There could be no more thought of painting this night. I had learned my lesson not to leave the portrait or any of my paints sitting out, for fear of rousing suspicions. Yes, I had an innocuous painting of the bare gardens in progress so as to throw the casual observer off the scent, but that subterfuge would only work as long as no one inspected my palette too closely. It was clear that the pigments used in the garden painting differed greatly from the flesh tones I employed in my portrait of the stranger.

So I tidied things as best I could, and after I was done with that, moved about the room, blowing out the candles until only the one on my bedside table remained lit. Somehow I couldn’t bear to extinguish that one. I didn’t want to be left alone in the dark.

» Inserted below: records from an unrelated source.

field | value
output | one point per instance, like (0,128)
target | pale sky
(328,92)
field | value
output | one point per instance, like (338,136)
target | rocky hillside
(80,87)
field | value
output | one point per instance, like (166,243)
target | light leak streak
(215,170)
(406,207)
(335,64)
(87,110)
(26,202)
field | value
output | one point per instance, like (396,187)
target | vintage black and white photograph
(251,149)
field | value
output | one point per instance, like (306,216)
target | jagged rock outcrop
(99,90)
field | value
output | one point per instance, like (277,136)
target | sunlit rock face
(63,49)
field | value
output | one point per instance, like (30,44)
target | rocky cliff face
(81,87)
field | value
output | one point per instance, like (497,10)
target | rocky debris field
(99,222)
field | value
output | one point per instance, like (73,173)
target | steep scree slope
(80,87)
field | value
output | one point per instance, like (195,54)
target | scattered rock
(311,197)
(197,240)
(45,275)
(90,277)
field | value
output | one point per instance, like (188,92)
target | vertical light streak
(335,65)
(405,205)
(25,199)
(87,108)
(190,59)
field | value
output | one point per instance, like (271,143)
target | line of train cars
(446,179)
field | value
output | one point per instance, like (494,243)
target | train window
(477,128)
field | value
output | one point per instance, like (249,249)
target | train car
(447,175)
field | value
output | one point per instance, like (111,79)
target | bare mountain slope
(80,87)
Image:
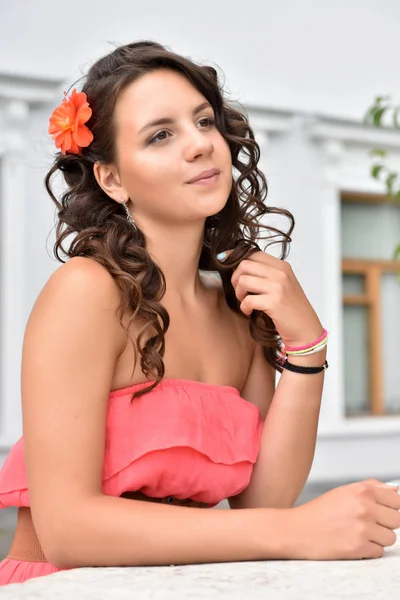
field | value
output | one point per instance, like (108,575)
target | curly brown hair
(103,233)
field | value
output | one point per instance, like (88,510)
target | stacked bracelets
(313,348)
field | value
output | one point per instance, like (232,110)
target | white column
(12,276)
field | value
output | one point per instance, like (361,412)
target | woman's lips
(207,180)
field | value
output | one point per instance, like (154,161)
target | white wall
(322,56)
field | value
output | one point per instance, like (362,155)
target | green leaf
(396,121)
(378,152)
(375,170)
(377,118)
(390,179)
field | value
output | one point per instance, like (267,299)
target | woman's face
(155,162)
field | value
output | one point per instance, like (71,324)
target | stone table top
(377,579)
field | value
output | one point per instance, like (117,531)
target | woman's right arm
(71,346)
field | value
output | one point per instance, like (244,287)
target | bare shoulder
(80,289)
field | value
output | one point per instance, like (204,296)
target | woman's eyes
(211,122)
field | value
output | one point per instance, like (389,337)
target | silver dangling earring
(128,214)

And as I prepared myself for bed, I tried not to think of those anguished cries in the night, and how it had to have been our confrontation that put him in such a desperate state. What else could it have been?

It seemed I had wept all that day’s tears, however, and when I lay down at last I stared up into the dim canopy above my bed with curiously dry eyes. Was I to blame here, for reaching out to him, or was his misery no one’s fault but his own?

I found I did not want to know.





Melynne came the next morning with my breakfast, looking more subdued than usual, despite the spurious cheer of a clear morning. The blanket of snow on the castle and the surrounding gardens sparkled so much it appeared to have been dusted with diamonds, and if it were not for the tumultuous night which had preceded it, I might have greeted so glittering a day with more enthusiasm than I was currently able to muster.

Whether the servant girl had picked up on my own dreary mood, or whether she looked so downcast because she, too, had her sleep disturbed by the Dragon’s ragings, I had no way of knowing. Once or twice she appeared on the verge of saying something and then seemed to hold her tongue, as if thinking better of it.

At last, exasperated by her hovering—normally she would leave the tray and then come back for it later, instead of waiting for me to finish my meal—I snapped, “Well, what is it, Melynne? You have the look of someone who has something to say, so out with it.”

She gave a furtive look around the room, almost as if she expected someone to be eavesdropping on our conversation. “Well, my lady, we aren’t supposed to speak of such things, but…”

“But what?” Was she going to mention Theran’s raging of the night before? I somehow doubted it, but I had also begun to realize I knew very little of how other people’s minds worked.

“It’s…well, it’s only that my cousin Nan spoke with Linnart the carter when he came up to Greyton day before last, when the weather was clear, and he said he had news of your family.” Again she gave another one of those sidelong glances around the room. Perhaps she thought Sar had secreted herself within a fold of the draperies so she might overhear what we were saying.

I couldn’t be bothered with that. News of my family? From Melynne’s appearance, it couldn’t be anything good. Perhaps my father had suffered a relapse, or my mother had caught a fever. And what of all the slips and falls and other accidents that might befall young girls who had a predilection for charging up and down the stairs like a herd of wild horses?